Web Application Firewall (WAF) logs are a rich source of security telemetry, capturing detailed information about HTTP/S requests and the actions taken to protect your applications.
Each log entry typically includes:
- Client IP Address: The origin of the request.
- URI: The requested resource path.
- Headers: Including User-Agent and other identifying information.
- Action: The WAF’s decision (ALLOW, BLOCK, COUNT).
- Rule Group: The specific rule or policy that matched.
Example Log Entry:
json{
"timestamp": 1713354000000,
"httpRequest": {
"clientIp": "203.0.113.12",
"uri": "/login.php",
"headers": [{"name": "User-Agent", "value": "sqlmap"}]
},
"action": "BLOCK",
"ruleGroupList": [{
"ruleGroupId": "AWS-AWSManagedRulesSQLiRuleSet",
"terminatingRule": "SQLi_BODY"
}]
}
In this example, the WAF blocked a request to /login.php
from a suspicious user agent (sqlmap
), triggered by an SQL injection detection rule.
Architecting the Threat Detection Pipeline
A robust threat detection pipeline transforms raw WAF logs into actionable insights. The architecture typically involves log collection, storage, processing, and alerting.
Data Collection and Storage
Log Ingestion: Configure your WAF to stream logs to a centralized storage location, such as an S3 bucket or a log analytics service. For distributed environments, aggregate logs from multiple regions or accounts.
Schema Definition: Use schema discovery tools to define the structure of your logs. For example, with AWS Glue, you can automatically create a schema for querying logs with Athena.
Example Table Definition:
sqlCREATE EXTERNAL TABLE waf_logs ( timestamp BIGINT, httpRequest STRUCT<clientIp:STRING, uri:STRING>, action STRING ) ROW FORMAT SERDE 'org.openx.data.jsonserde.JsonSerDe' LOCATION 's3://your-bucket/waf-logs/';
Integration with SIEM:
Forward logs to a Security Information and Event Management (SIEM) platform for correlation with other security data, enabling advanced analytics and alerting.
Querying and Analyzing Logs
With your logs structured and accessible, you can use SQL-based tools or log analytics platforms to search for threats.

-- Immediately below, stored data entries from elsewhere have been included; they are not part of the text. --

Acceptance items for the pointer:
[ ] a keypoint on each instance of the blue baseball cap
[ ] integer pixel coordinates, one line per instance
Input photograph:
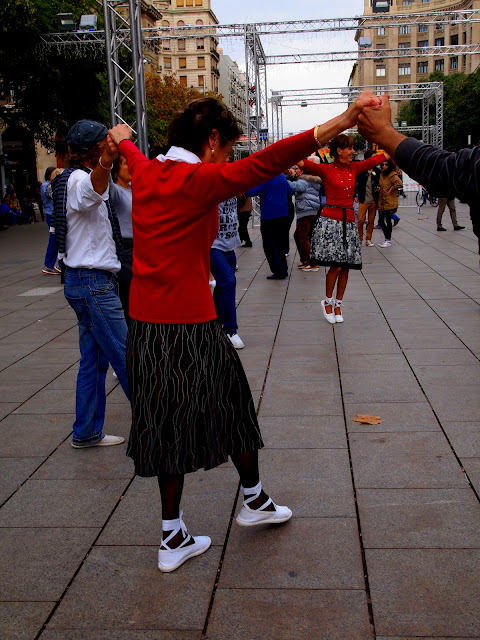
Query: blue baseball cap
(85, 134)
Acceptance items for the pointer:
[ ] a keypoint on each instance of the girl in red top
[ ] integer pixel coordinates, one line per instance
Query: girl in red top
(191, 403)
(335, 242)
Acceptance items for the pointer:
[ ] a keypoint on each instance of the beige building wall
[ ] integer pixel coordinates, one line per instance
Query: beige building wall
(382, 71)
(192, 61)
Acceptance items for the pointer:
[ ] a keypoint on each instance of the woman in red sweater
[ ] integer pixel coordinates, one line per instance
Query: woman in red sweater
(335, 242)
(191, 403)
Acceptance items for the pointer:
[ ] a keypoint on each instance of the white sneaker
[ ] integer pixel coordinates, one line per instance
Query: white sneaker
(330, 317)
(107, 441)
(236, 341)
(171, 559)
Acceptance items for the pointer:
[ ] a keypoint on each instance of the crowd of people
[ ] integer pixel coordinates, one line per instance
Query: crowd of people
(144, 242)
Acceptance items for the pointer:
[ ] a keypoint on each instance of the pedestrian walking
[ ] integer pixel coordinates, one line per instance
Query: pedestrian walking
(389, 184)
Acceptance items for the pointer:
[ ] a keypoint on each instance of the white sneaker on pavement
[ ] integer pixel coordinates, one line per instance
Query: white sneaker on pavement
(107, 441)
(236, 341)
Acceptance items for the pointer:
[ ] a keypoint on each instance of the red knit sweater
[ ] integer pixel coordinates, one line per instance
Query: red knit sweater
(175, 221)
(338, 181)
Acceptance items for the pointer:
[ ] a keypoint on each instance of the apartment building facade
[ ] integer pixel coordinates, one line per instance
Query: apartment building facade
(410, 69)
(232, 87)
(192, 61)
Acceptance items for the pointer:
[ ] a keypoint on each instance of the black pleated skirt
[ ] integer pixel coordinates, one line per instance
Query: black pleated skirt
(191, 403)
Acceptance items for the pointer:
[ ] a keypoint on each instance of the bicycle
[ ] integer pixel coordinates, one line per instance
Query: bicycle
(422, 197)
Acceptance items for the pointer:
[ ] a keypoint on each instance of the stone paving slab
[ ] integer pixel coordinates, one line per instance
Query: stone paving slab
(425, 592)
(258, 614)
(23, 620)
(36, 564)
(404, 460)
(133, 594)
(419, 518)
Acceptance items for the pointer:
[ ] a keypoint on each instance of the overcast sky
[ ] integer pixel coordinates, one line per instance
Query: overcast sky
(295, 76)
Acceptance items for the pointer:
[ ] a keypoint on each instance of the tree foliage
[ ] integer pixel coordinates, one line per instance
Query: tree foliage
(166, 96)
(50, 88)
(461, 94)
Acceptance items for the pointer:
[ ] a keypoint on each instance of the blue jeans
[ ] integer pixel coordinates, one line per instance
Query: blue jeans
(222, 266)
(102, 337)
(52, 252)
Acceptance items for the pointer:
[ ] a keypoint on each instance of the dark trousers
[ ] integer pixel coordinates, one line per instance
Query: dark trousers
(385, 221)
(222, 266)
(302, 237)
(275, 240)
(243, 218)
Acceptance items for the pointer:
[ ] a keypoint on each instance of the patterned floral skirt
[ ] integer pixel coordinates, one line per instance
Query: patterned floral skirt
(191, 403)
(328, 247)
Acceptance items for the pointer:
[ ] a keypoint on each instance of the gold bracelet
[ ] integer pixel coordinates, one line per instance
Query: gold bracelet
(104, 168)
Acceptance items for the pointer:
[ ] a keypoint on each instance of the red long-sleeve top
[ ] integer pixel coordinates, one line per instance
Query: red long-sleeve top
(175, 221)
(338, 180)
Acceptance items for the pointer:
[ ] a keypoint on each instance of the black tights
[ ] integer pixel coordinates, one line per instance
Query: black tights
(171, 486)
(385, 221)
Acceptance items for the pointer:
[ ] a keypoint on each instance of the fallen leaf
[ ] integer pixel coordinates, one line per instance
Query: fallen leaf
(366, 418)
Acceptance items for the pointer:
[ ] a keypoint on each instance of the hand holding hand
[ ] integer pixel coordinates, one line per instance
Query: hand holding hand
(375, 121)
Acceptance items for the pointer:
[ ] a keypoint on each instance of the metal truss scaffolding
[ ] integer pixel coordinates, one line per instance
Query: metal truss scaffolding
(124, 53)
(124, 35)
(424, 91)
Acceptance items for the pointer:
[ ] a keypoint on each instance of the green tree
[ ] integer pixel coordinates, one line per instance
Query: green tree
(164, 97)
(50, 87)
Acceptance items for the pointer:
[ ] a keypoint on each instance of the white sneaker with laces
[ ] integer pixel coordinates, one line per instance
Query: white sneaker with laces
(252, 517)
(171, 559)
(236, 341)
(107, 441)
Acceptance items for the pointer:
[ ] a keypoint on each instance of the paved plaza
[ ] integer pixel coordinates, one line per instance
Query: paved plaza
(385, 539)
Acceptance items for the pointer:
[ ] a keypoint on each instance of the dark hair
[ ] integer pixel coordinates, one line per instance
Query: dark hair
(342, 141)
(192, 127)
(48, 172)
(391, 165)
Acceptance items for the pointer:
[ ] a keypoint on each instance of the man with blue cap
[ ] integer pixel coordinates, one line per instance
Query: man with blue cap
(88, 239)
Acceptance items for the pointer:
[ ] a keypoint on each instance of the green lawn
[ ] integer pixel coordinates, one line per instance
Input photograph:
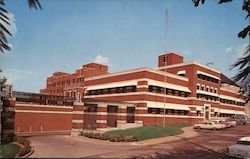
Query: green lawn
(149, 132)
(8, 150)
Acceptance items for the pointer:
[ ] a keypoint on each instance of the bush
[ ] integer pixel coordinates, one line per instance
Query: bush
(26, 148)
(7, 137)
(112, 138)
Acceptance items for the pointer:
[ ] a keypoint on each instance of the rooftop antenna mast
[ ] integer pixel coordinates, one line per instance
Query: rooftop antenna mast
(165, 62)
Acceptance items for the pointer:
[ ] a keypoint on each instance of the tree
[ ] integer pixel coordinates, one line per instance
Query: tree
(4, 23)
(243, 63)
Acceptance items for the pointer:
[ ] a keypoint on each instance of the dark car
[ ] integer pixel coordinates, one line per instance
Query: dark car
(239, 118)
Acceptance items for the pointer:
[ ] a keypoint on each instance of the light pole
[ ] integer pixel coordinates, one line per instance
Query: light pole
(165, 62)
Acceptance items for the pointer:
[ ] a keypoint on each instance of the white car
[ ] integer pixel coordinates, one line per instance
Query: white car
(241, 149)
(209, 125)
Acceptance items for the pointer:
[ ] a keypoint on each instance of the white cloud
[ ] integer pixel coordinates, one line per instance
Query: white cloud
(236, 51)
(186, 52)
(229, 49)
(12, 27)
(14, 75)
(240, 50)
(101, 60)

Example 1: Top Blocked IPs
sqlSELECT httpRequest.clientIp, COUNT(*) AS blocked_count
FROM waf_logs
WHERE action = 'BLOCK'
GROUP BY httpRequest.clientIp
ORDER BY blocked_count DESC
LIMIT 10;
This query identifies the IP addresses most frequently blocked by your WAF, which may indicate scanning or attack activity.
Example 2: Bot Traffic Analysis
sqlSELECT httpRequest.headers[1].value AS user_agent, COUNT(*) AS request_count
FROM waf_logs
WHERE action = 'BLOCK' AND httpRequest.headers[1].name = 'User-Agent'
GROUP BY user_agent
ORDER BY request_count DESC
LIMIT 10;
This surfaces user agents commonly associated with blocked requests, helping to distinguish between legitimate bots and malicious automation.
Advanced Detection and Automated Response
A mature pipeline doesn’t just detect threats—it responds to them. Here are strategies for advanced detection and automated mitigation.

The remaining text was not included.